3 min read
Continuous Delivery vs. Continuous Deployment

The term CI/CD gets used a lot to describe how to modernize the Software Delivery Lifecycle (SDLC). While there’s usually clear understanding on what CI - Continuous Integration means, that clarity isn’t always present surrounding the CD part.

The reason? CD can have two similar, but distinct meanings - Continuous Delivery or Continuous Deployment.

Comparison

Continuous Delivery

Through the Continuous Integration process one or more artifacts are generated that can be used to deploy infrastructure and application code. Continuous Delivery is the act of deploying those artifacts into environments in an automated fashion.

Deployments made to production require a manual intervention often times consisting of testing, approvals, and release schedules.

Continuous Delivery

Continuous Deployment

Continuous Deployment follows the exact same pattern as Continuous Delivery pattern seen above with one key differentiator.

Humans intervention is removed from the process.

Continuous Deployment

Why would you want to use Continuous Deployment?
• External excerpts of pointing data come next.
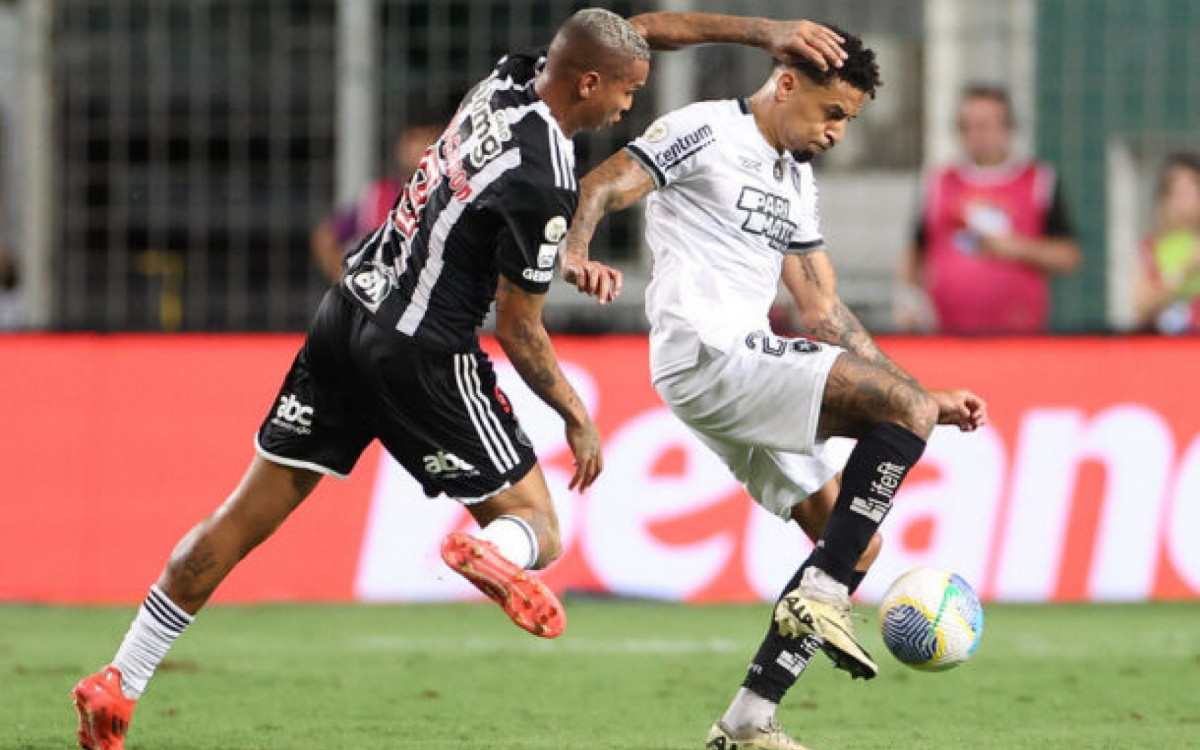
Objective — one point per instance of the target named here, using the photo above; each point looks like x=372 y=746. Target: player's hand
x=594 y=279
x=789 y=40
x=960 y=408
x=585 y=442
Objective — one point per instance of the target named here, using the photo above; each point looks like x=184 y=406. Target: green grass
x=627 y=675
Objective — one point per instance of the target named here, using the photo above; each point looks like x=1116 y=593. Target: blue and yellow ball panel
x=909 y=633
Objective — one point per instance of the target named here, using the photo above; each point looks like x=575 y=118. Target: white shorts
x=756 y=406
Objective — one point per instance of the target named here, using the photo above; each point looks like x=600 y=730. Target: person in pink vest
x=989 y=233
x=352 y=222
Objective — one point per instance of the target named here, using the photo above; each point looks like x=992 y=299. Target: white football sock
x=514 y=538
x=159 y=622
x=748 y=713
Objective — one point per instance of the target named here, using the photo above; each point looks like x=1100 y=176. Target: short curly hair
x=859 y=69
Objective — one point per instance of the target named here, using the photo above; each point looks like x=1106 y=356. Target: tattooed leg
x=861 y=394
x=268 y=493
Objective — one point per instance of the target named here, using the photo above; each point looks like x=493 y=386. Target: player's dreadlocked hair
x=859 y=69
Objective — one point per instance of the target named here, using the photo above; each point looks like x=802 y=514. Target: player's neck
x=757 y=109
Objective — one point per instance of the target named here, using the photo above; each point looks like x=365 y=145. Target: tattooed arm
x=785 y=40
x=813 y=283
x=617 y=184
x=527 y=345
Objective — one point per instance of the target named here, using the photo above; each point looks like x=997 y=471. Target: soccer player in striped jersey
x=732 y=210
x=393 y=352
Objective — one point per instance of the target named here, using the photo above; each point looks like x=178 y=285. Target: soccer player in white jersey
x=732 y=209
x=393 y=353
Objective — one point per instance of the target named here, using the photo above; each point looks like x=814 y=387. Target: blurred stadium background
x=163 y=161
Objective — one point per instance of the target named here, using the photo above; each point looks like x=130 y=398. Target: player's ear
x=786 y=84
x=588 y=84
Getting to the point of deploying all the way through to the production environment using automation eliminates unnecessary human effort and toil and facilitates a much greater rate at which technical features can be delivered to achieve desired business outcomes.

How might you get there?

WARNING: This usually doesn’t happen without a fair amount of investment.

What does it take to achieve this nirvana state of practicing Continuous Deployment?

A few thoughts come to mind:

  • Small changsets
  • Unit testing performed via CI
  • Integration testing built into the pipeline
  • Pipeline integrated with ChatOps tool of choice (Teams, Slack, etc.)
  • Well instrumented systems for logs, metrics, and traces

I’m sure a few other ideas might come to your mind.

The most critical characteristic to allow for Continuous Deployment is an organizational culture that breaks down silos between technical teams and unites technical teams with their business counterparts. A culture based on trust, collaboration, and continuous improvement are required to facilitate this level of automation in an organization’s SDLC.